Big Data 1997
Another argument for the Ducks
From the archives
Dateline February 2016
I just came across this information on the interwebz. The past's vision of the future always looks awkward from the POV of the actual current future. These are all applications I could pretty much build single-handedly on Full360's Data Platform in AWS.
The Winter Corporation, a consulting firm that specializes in large-scale databases, data warehousing, and strategic information management, conducts a yearly survey of large corporations and then announces winners in a number of VLDB categories. In 1997, the largest database was Knight Ridder's DIALOG, a text database, with 7 terabytes (seven thousand gigabytes) of storage. Replications of databases present in redundant array of independent disks (RAID) systems and mirror sites were discounted in the survey.

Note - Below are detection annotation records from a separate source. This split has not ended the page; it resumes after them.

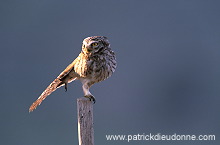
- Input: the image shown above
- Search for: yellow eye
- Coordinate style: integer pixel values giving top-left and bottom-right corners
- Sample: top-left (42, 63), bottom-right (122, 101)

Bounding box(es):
top-left (92, 43), bottom-right (98, 46)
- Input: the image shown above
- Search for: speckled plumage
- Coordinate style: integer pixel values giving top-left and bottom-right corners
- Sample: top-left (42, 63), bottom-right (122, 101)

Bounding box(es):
top-left (29, 36), bottom-right (116, 112)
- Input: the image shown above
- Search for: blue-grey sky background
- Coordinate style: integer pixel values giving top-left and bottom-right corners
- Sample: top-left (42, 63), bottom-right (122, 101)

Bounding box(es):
top-left (0, 0), bottom-right (220, 145)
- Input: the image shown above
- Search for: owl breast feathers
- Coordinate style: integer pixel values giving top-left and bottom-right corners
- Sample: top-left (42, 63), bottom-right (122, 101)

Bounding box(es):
top-left (29, 36), bottom-right (117, 111)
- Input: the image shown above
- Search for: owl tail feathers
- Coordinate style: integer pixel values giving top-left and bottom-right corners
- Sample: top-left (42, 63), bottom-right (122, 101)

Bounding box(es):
top-left (29, 78), bottom-right (65, 112)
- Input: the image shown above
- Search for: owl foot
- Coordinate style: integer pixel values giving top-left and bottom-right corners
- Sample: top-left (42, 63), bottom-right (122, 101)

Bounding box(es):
top-left (84, 95), bottom-right (96, 104)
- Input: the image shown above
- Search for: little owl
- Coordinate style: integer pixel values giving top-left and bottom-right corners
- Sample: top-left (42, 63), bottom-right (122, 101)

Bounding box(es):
top-left (29, 36), bottom-right (116, 112)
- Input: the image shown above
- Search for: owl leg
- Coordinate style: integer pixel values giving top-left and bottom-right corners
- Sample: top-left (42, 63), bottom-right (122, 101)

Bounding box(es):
top-left (82, 84), bottom-right (96, 104)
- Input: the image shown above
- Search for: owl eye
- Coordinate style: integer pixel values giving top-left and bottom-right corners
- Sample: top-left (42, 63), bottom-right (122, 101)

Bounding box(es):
top-left (92, 43), bottom-right (98, 46)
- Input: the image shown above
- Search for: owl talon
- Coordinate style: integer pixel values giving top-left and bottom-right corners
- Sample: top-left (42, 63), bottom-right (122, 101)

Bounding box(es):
top-left (84, 95), bottom-right (96, 104)
top-left (64, 83), bottom-right (67, 92)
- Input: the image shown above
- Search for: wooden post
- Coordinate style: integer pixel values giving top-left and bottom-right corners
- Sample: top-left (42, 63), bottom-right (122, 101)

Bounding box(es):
top-left (77, 97), bottom-right (94, 145)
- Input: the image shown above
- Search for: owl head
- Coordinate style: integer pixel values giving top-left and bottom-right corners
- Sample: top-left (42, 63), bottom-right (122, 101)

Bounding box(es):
top-left (82, 36), bottom-right (110, 54)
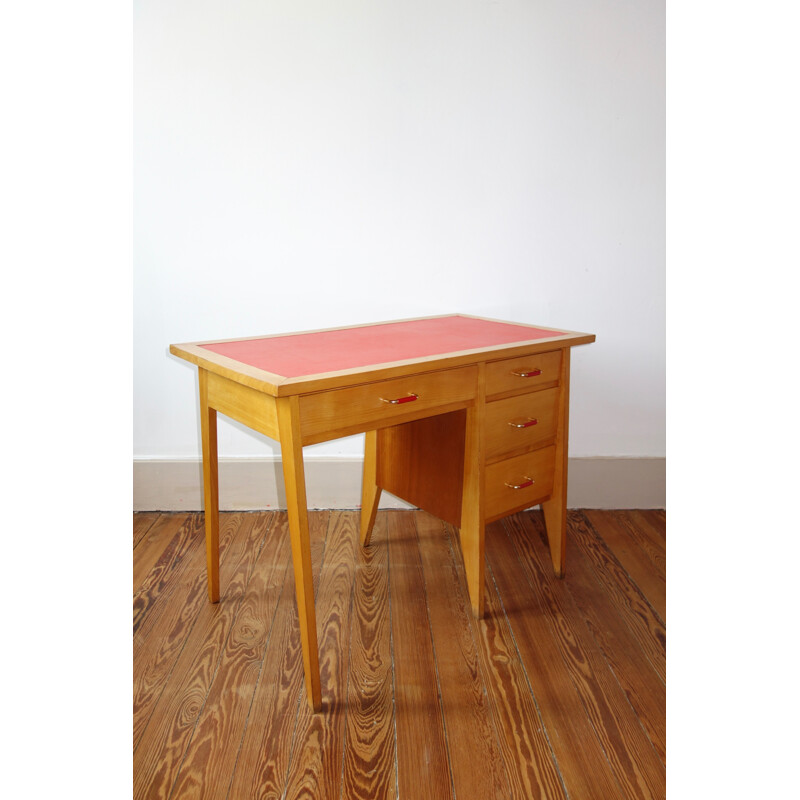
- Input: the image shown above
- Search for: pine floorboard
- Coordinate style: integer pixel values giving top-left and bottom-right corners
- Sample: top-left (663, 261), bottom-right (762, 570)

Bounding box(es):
top-left (133, 510), bottom-right (666, 800)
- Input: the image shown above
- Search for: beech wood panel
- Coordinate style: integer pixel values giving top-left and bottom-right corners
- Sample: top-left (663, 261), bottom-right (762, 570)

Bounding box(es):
top-left (377, 410), bottom-right (467, 527)
top-left (133, 511), bottom-right (666, 800)
top-left (208, 372), bottom-right (278, 439)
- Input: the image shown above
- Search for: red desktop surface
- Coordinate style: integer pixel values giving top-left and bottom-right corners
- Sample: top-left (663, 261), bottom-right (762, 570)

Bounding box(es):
top-left (201, 316), bottom-right (560, 378)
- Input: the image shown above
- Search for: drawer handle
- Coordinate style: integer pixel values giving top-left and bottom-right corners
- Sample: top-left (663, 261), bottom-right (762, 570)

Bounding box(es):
top-left (511, 369), bottom-right (542, 378)
top-left (508, 417), bottom-right (539, 428)
top-left (381, 392), bottom-right (419, 406)
top-left (505, 475), bottom-right (534, 489)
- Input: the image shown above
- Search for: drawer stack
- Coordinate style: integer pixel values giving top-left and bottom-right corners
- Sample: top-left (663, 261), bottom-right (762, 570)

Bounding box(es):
top-left (485, 350), bottom-right (562, 521)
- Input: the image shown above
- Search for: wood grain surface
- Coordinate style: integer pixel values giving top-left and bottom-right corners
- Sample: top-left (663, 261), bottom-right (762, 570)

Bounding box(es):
top-left (133, 511), bottom-right (666, 800)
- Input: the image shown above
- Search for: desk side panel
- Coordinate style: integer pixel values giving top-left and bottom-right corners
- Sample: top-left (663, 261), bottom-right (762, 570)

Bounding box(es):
top-left (208, 372), bottom-right (279, 440)
top-left (377, 409), bottom-right (467, 527)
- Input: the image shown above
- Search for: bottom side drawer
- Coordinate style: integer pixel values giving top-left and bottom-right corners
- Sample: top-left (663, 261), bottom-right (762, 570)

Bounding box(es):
top-left (485, 445), bottom-right (556, 519)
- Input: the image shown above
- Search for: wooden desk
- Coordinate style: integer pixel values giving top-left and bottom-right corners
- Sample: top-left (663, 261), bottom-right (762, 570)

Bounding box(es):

Our table summarizes their results for 1997:
I ran like hell away from raised floors and mainframe computers when I came out of college in the mid 80s, but they held dominance over UNIX systems for a dozen years after when it came to big data. I was always impressed with Britton Lee, which later became Teradata, but there was always a huge gap between the having of such data and the presentation of it to the minds that would make sense of it. Nothing is so foolish as Batman in his cave waiting for a printout from the Bat Computer, no matter how much the Boy Wonder assents. Caped data crusaders always get snagged in the real world when faced with Riddler and Jokers.

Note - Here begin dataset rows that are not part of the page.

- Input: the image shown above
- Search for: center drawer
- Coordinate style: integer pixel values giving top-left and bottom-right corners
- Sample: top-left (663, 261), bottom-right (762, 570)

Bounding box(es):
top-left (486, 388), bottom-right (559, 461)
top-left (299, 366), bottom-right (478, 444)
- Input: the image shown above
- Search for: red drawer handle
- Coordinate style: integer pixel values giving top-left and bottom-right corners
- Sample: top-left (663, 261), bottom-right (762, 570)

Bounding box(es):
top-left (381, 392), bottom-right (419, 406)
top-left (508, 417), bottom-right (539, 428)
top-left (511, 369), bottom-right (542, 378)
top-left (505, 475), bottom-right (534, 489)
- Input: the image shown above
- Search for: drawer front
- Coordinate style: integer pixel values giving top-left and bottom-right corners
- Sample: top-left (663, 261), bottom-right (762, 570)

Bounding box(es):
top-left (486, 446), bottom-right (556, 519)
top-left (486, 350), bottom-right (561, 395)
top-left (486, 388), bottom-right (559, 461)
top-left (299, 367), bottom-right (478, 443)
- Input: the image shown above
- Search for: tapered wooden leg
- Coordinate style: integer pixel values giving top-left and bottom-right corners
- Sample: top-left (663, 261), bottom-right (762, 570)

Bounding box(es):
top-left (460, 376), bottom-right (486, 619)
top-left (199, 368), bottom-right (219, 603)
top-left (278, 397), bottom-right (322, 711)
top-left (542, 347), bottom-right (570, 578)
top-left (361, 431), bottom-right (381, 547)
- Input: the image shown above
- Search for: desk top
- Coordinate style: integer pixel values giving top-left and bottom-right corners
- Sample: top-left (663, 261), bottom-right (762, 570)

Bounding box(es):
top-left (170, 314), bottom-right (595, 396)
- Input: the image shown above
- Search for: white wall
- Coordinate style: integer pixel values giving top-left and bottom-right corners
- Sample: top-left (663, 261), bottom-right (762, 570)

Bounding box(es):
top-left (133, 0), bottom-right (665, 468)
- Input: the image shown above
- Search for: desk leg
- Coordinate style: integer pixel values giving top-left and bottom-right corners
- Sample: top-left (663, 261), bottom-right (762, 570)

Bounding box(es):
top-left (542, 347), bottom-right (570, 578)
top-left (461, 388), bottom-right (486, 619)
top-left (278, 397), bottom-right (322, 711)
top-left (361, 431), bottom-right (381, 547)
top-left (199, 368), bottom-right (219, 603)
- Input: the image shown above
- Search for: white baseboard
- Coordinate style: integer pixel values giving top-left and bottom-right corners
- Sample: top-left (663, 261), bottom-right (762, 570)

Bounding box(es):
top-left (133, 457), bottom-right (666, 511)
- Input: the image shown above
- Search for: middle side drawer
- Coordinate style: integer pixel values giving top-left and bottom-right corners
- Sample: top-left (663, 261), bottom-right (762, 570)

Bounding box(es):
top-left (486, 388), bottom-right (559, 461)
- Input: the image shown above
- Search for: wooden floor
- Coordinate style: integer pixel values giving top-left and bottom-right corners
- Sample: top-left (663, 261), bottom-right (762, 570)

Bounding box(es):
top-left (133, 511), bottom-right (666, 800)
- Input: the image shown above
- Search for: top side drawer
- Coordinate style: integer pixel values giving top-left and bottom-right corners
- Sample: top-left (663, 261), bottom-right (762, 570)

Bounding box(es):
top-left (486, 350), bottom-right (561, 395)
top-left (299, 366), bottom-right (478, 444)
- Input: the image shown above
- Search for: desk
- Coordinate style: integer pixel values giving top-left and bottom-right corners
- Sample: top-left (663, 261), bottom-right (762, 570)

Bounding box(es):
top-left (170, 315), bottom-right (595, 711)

So I'm saying that it is the collaboration of minds with access to large data sets that make the big difference, not just data scientists sitting in their expensive hideouts plotting world domination. That's what's new and possible now that the cost of computing has come down and the ability to spread seven terabytes among hundreds or even thousands of analysts make for a new dynamic in decision making.
Dateline December 2024
Bigger isn’t always better. But the real question is about the marginal increase in infrastructure complexity and compute cost needed to process truly big data as it relates to the marginal improvement of the decisions possible with x amount of data. I know this intuitively, but I have yet to do the kind of sampling and PCA that proves my point.
Back in the days (2016) when I wrote this, our motto at Full 360 was Big, Wide, & Fast Data. Not just big data. You should have seen the look on my face when I imported a Stata file with 6300 columns (as variables) into DuckDB. Fast, we can take for granted.
I’m ready for the regime of rearchitecting oversized data. We shall see.